Amid a pandemic, some Christmas hope

What the whole country is experiencing in these last days before Christmas has the same feel as what New Orleanians felt just before Christmas 15 years ago, less than four months after Hurricane Katrina flooded 80% of the Crescent City. There is a sense, just barely, of having survived the worst and the initial aftermath and then, finally, seeing a light in the distance.

This story starts, as most of my fondest Christmas stories start, at Trinity Episcopal School in New Orleans. Its annual Festival of Lessons and Carols service after the last day of December classes was always a thing of both warmth and of a sort of wobbly splendor that can only come when elementary schoolchildren are delivering most of the music and readings. My memories of it were so fond that I drove the two hours from Mobile, Alabama, 27 years after I graduated from Trinity just to see how the school pulled things together amid the post-Katrina squalor.

With so many homes in disrepair and so few businesses yet operating, the city had seen a mass diaspora of citizens to wherever they could find refuge: Baton Rouge, Houston, Atlanta, Florida, or wherever friends or relatives with spare living quarters could be found. School attendance was at perhaps half capacity even three months later, and some families had been split, with fathers roughing it in New Orleans, trying to keep businesses afloat, while wives and youngsters relocated to Memphis or Nashville or Dallas. Still, the Lessons and Carols service was such a beloved tradition that Trinity, short-staffed and only half-attended, went ahead with it anyway.

Of course, the service, with the children singing and bells ringing and a haunting rendition of “Silent Night” as the lights dimmed, was a joyful, tear-inducing marvel. But what I remember most was in the Parish Hall afterward, where alums and parents and children all mingled with lemonade and cookies at hand to see families that literally had just reunited that afternoon for the first time in months. Indeed, one friend of mine had arrived late to the service itself and had not wanted to disturb people to make his way to where his family sat, so it was only at the gathering afterward that he first rejoined his wife and children.

The sense, the joy-infused, faith-nurtured sense of both survival and renewal was palpable and stunningly fulfilling.

Well, that’s sort of the sense that is beginning to emerge for us nationwide in these past few days as newscasts show people getting vaccine shots and Congress finally passing another coronavirus relief package. There’s a feeling that while we’re still a long way from being “back to normal,” at least we’ve turned a corner, put the worst behind us, and seen a glimmer of light.

And speaking of things glimmering and shimmering, the so-called Christmas star conjunction of Jupiter and Saturn on Monday really was wondrous. Most news articles were quick to note that many people saw it as a sign of “rebirth,” “renewal,” or even “the end of an era and the beginning of a new one.” While some of us don’t put much stock in astrology, even we are delighted at the timing of it all, with a mystical sense that it does somehow augur good things after a year of so much despair.

Which leads me back to Trinity, because it calls to mind one of the guitar hymns we sang at just one or two of those festivals of Lessons and Carols, way back when I went to school there in the 1970s.
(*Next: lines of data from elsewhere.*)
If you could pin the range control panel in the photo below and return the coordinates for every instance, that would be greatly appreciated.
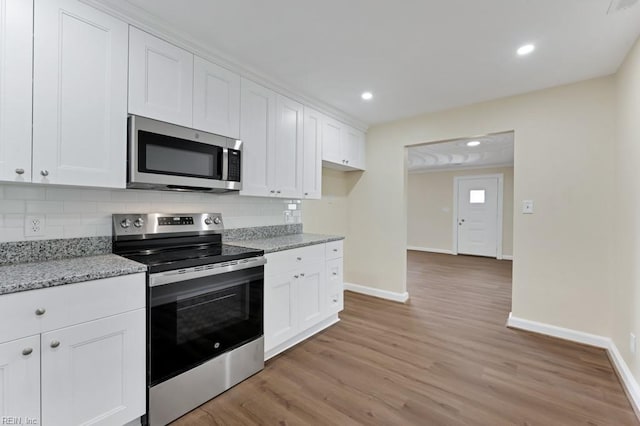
(160, 223)
(175, 220)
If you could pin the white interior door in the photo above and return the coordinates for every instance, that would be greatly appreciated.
(477, 219)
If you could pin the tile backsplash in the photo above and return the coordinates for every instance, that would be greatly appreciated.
(82, 212)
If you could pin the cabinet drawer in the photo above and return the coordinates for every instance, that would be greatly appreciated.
(70, 304)
(288, 260)
(334, 249)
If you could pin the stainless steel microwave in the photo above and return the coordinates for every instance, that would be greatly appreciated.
(169, 157)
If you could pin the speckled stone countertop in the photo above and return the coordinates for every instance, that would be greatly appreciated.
(285, 242)
(35, 275)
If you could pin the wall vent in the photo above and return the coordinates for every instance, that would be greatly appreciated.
(620, 5)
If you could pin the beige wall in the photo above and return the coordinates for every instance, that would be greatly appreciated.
(625, 285)
(563, 161)
(430, 208)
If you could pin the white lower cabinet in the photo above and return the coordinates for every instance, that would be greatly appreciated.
(83, 358)
(91, 372)
(298, 295)
(20, 380)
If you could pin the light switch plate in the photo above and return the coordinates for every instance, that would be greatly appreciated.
(527, 206)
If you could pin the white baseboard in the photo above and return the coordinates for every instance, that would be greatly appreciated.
(430, 250)
(376, 292)
(629, 382)
(326, 323)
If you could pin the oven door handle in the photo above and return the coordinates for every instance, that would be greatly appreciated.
(169, 277)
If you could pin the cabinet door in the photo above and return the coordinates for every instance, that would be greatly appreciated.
(335, 286)
(354, 145)
(257, 131)
(20, 381)
(160, 79)
(331, 141)
(280, 309)
(16, 29)
(312, 293)
(287, 152)
(312, 164)
(216, 99)
(79, 95)
(94, 373)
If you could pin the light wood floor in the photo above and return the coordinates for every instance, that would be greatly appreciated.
(445, 358)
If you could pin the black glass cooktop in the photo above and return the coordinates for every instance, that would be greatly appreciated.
(166, 260)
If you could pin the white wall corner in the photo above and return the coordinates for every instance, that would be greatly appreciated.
(376, 292)
(430, 250)
(629, 382)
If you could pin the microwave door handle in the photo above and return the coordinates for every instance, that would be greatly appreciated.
(225, 164)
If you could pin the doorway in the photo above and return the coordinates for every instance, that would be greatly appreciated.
(477, 215)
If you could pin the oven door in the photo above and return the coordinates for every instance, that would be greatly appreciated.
(204, 314)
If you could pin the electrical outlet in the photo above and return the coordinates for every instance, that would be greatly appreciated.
(34, 226)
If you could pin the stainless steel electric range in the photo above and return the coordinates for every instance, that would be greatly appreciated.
(204, 305)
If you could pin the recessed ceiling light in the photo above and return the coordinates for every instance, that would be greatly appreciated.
(526, 49)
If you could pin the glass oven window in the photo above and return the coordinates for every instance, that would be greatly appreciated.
(195, 320)
(167, 155)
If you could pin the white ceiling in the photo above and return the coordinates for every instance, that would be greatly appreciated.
(416, 56)
(494, 150)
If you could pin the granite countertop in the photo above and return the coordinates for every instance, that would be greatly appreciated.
(32, 276)
(285, 242)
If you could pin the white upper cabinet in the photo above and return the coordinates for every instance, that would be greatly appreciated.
(272, 133)
(257, 131)
(160, 79)
(216, 99)
(287, 152)
(331, 141)
(343, 147)
(312, 151)
(79, 95)
(16, 29)
(354, 146)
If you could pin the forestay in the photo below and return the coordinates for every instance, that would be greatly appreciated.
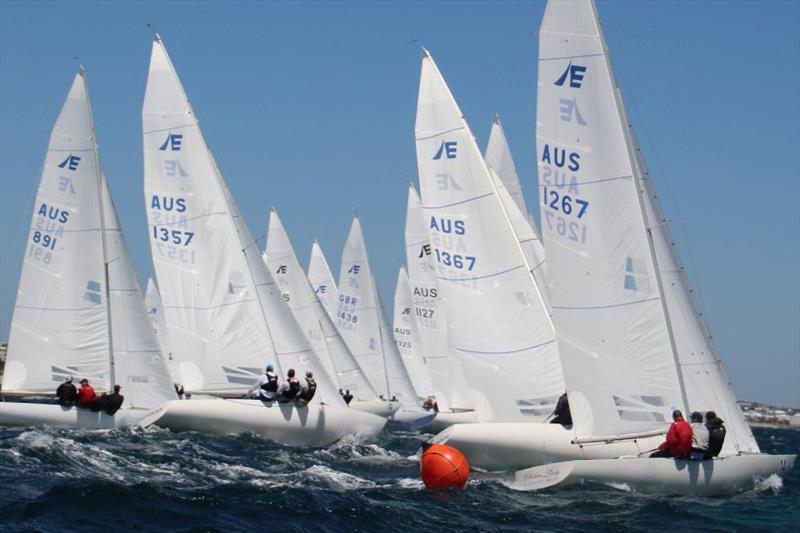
(613, 333)
(497, 319)
(498, 157)
(60, 322)
(138, 364)
(155, 312)
(225, 315)
(310, 313)
(406, 336)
The song was called “Every Star Shall Sing a Carol,” and it invited “every star and every planet, every creature high and low [to] come and praise the king of heaven by whatever name you know.”

The solstice has passed. The days, once again, are lengthening. Hope is returning. Indeed, perhaps hope is the name we need to know this year. Hope for a better year to come. Hope for better politics, better personal relationships, and, of course, hope for better health. For Christians, our savior is our hope.

At Trinity, at each year’s Lessons and Carols service, the students took up an offering, and the student council would have voted to choose three or four charities to which the proceeds would go. Every single year, for decades, one of those charities was an orphanage in Pusan, Korea, (the backstory to that is a long one) called the Village of Good Hope, and almost every year, another of the recipients was a New Orleans charity called Hope House. Hope abroad and hope at home. Hope for the world and joy to the world, for good-willed people of all faiths, hurricanes or pandemics notwithstanding.

Bright, starlit carols of hope and joy.